Monocyte-mediated differentiation pattern of CD4+T-cells-
Monocytes are known to drive the differentiation of CD4+T-cells into distinct functional populations [5]. We explored whether the monocytes promote any specific CD4+T-cell differentiation program in CHI. Co-culture of sorted CD14+-monocytes from CHB and IT with autologous anti-CD3/anti-CD28 stimulated monocyte-depleted PBMC resulted in enrichment of CD4+CD25+FOXP3+Treg by ~4.4- and ~4-folds respectively and an expansion of CD4+CCR4+CCR6-Th2-subset by ~2.6- and ~2-folds. However, an equivalent population of Treg or Th2-cells did not emerge in presence of monocytes sorted from HC/IC. Conversely, monocytes of HC and IC favor the amplification of CD4+CXCR3+Th1-cells by ~4 fold while in IT, ~2.4 fold rise in Th1-cells was also seen (Fig. 5c).
Mobility traits of monocytes in CHI
CCR2 plays a key role in recruitment of monocytes to the liver [14]. CCR2+-monocytes, inclusive of all subsets, were found to be markedly elevated in both EP-/EN-CHB patients than other groups while IT showed a greater percentage of CCR2-expressing monocytes than IC/HC (Fig. 5d, S7). This suggests a higher potential of the monocytes in CHB as well as IT to home to the liver.

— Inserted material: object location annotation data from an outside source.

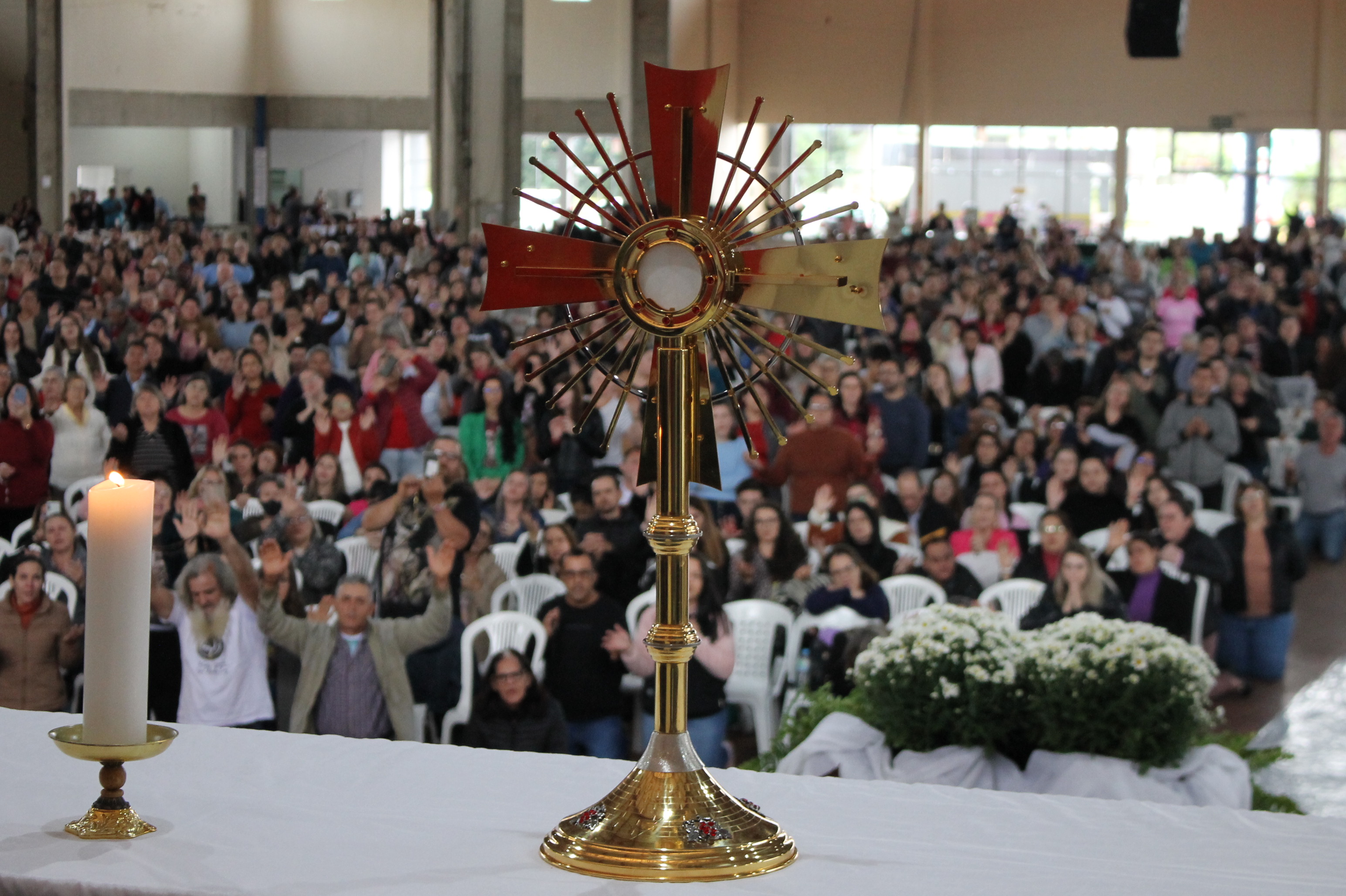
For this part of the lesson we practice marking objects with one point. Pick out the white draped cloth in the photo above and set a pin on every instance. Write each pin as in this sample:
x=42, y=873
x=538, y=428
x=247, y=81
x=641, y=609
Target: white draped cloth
x=1208, y=775
x=276, y=815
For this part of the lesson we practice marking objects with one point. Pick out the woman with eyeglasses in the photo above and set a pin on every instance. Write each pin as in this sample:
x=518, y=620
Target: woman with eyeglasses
x=853, y=583
x=516, y=712
x=1042, y=561
x=775, y=564
x=1079, y=587
x=710, y=668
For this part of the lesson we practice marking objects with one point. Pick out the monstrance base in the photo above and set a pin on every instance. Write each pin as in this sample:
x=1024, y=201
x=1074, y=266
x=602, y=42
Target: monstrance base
x=670, y=821
x=111, y=824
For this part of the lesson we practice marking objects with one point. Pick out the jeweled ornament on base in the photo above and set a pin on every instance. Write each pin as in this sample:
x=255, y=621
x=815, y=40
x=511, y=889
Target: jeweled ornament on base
x=680, y=280
x=111, y=817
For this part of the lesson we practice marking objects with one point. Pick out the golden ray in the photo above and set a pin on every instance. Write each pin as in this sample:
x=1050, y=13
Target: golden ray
x=738, y=159
x=608, y=160
x=757, y=169
x=782, y=206
x=630, y=156
x=630, y=222
x=796, y=225
x=568, y=216
x=568, y=325
x=770, y=189
x=579, y=196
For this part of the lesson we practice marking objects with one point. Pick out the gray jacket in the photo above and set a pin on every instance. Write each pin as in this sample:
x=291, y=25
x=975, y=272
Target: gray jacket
x=1198, y=461
x=389, y=642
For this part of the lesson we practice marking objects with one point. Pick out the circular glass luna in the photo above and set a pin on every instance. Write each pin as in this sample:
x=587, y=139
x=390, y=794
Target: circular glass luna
x=670, y=276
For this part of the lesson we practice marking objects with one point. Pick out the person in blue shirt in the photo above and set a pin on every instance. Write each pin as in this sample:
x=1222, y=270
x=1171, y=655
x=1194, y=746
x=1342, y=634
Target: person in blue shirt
x=853, y=584
x=905, y=419
x=731, y=447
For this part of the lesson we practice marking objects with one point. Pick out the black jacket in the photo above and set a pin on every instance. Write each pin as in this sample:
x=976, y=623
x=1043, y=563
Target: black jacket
x=537, y=726
x=1287, y=567
x=184, y=466
x=1173, y=604
x=1049, y=611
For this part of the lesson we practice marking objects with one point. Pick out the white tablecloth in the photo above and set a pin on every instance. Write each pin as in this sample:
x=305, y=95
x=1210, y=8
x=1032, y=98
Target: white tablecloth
x=244, y=812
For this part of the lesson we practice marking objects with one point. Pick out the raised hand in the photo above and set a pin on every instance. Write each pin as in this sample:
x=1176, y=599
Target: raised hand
x=441, y=563
x=275, y=563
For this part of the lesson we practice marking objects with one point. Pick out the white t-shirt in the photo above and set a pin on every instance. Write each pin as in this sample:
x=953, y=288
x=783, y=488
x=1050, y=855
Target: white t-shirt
x=224, y=686
x=347, y=458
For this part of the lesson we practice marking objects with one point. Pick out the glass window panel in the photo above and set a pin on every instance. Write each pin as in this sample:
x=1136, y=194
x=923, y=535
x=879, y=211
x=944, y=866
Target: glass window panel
x=1197, y=151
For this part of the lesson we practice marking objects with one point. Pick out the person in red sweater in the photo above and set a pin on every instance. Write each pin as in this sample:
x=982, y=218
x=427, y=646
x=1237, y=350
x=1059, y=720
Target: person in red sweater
x=26, y=442
x=353, y=443
x=822, y=454
x=207, y=428
x=249, y=405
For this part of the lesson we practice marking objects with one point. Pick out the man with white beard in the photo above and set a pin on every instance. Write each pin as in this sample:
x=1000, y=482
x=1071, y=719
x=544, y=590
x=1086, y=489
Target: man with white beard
x=224, y=654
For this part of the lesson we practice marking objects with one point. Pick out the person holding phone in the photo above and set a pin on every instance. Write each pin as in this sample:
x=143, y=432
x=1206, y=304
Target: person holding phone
x=26, y=442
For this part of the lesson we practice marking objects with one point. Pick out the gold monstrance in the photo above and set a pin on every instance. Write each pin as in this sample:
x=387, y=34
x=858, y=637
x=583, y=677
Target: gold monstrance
x=682, y=278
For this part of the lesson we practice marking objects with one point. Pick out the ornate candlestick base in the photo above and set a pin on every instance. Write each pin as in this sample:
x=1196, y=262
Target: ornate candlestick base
x=670, y=821
x=111, y=816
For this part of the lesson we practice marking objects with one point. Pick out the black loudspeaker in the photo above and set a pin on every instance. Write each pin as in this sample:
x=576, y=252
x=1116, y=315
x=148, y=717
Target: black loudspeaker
x=1156, y=29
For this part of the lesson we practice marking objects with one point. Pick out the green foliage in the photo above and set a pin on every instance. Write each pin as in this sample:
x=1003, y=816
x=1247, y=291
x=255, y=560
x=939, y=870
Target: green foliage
x=1111, y=688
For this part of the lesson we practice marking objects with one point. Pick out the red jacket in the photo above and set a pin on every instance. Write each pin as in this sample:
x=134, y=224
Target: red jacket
x=29, y=451
x=244, y=415
x=407, y=395
x=364, y=443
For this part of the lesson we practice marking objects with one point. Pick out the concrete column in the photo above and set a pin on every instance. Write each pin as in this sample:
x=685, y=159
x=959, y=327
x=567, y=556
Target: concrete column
x=46, y=112
x=477, y=124
x=649, y=44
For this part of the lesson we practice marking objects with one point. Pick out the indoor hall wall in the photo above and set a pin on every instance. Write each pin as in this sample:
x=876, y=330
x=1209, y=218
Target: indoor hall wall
x=578, y=51
x=167, y=159
x=1049, y=62
x=14, y=136
x=334, y=160
x=280, y=48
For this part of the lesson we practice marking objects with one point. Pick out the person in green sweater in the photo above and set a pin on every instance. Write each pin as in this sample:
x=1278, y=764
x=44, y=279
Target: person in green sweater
x=493, y=439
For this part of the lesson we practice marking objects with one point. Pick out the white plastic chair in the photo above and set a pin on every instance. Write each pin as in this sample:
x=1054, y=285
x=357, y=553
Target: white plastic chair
x=506, y=557
x=505, y=630
x=361, y=560
x=554, y=517
x=1198, y=610
x=20, y=530
x=1235, y=477
x=911, y=592
x=1212, y=521
x=1031, y=512
x=1095, y=541
x=1016, y=598
x=530, y=594
x=757, y=677
x=327, y=512
x=78, y=489
x=1189, y=492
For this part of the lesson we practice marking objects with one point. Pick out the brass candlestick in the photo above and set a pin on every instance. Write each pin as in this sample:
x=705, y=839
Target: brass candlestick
x=111, y=816
x=680, y=279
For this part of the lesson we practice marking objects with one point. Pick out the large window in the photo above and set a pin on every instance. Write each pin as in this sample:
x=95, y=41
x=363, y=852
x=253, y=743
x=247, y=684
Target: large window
x=1040, y=173
x=1183, y=180
x=878, y=165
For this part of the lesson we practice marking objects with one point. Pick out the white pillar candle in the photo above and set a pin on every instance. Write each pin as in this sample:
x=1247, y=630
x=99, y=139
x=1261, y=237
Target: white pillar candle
x=118, y=611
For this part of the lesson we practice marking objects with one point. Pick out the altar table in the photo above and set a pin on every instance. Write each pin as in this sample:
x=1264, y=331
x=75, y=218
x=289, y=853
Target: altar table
x=244, y=812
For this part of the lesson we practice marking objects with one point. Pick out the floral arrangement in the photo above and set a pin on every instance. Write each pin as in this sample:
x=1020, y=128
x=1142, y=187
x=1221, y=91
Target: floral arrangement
x=947, y=676
x=1116, y=689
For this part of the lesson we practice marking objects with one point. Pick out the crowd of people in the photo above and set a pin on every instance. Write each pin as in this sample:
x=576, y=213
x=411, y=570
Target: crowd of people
x=1108, y=385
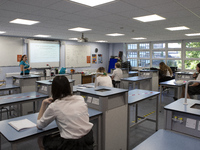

Assessment of intrahepatic β-catenin+CD14+-monocytes
We also studied the frequency of CD14 and β-catenin double-positive cells in liver biopsy sections of CHB patients and HC by immunohistochemical staining. Liver histology indicated prominent lymphocyte-predominant lobular and portal inflammation in CHB than HC. β-catenin+CD14+-cell density was found to be substantially high in the liver of CHB and such cells were barely perceptible in HC (Fig. 5e).
Frequency/phenotype/function of monocytes in Tenofovir-treated CHB patients
Tenofovir is recommended as first-line monotherapy for CHB patients [10] and we tested the effect of Tenofovir treatment on the frequency and expression of different functional markers of monocytes in 12 CHB patients that included 5 EP-CHB and 7 EN-CHB. We observed that all patients achieved <250 copies/ml of HBV-DNA and normalization of serum ALT after one-year of therapy (Fig. 6a) but no significant change was detected in the monocyte-subset distribution or the proportion of TLR2/IL12/IL-10/CD64/iNOS-expressing monocyte-subsets between pre- and post-treatment time-points (Fig. 6b). Moreover, the serum levels of HBsAg and IL-4 in these patients remained similar to baseline values (Fig. 6a).